Kenapa polisi sedemikian tidak awasnya? Bahkan di markas mereka sendiri? Apakah ini bagian dari budaya bangsa ini yang selalu saja tidak pernah terbiasa atau serius melakukan langkah-langkah preventif? Nanti sudah terjadi, barulah ribut. Berbagai pihak, mulai dari polisi, pengamat, sampai dengan presiden memutar ulang lagu lama nan klise mereka, berupa pernyataan-pernyataan yang itu-itu saja. Seperti mengutuk keras, menganalisa jenis bom, ciri-ciri pelaku, dari kelompok mana yang bertanggung jawab, dan seterusnya.

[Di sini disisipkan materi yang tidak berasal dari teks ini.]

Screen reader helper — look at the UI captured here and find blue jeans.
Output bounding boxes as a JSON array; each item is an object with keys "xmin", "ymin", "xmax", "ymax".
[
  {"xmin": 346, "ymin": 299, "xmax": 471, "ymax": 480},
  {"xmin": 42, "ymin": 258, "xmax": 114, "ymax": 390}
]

Seperti lagu favorit yang diputar ulang saja setiap ada peristiwa sejenis, Presiden SBY lewat Juru Bicaranya, Julian Aldrin Pasha kepada Kompas.com mengatakan bahwa Presiden SBY mengutuk pelaku di balik ledakan bom di Masjid At-Takwa yang terletak di dalam Malporesta Cirebon yang telah menimbulkan korban jiwa tewas itu (Kompas.com, 15/4/2011).
Akibat dari hanya memutar ulang lagu yang sama itu, pernyataan kutukan Presiden SBY seperti yang disampaikan Juru Bicara Julian tersebut terkesan tidak sinkron dengan peristiwa sebenarnya. Dikatakan bahwa SBY mengutuk pelakunya. Untuk apa mengutuk lagi, kalau pelakunya sudah tewas bunuh diri? Adalah lebih tepat kalau bunyi kutukan tersebut ditujukan kepada otak di balik serangan bom bunuh diri tersebut.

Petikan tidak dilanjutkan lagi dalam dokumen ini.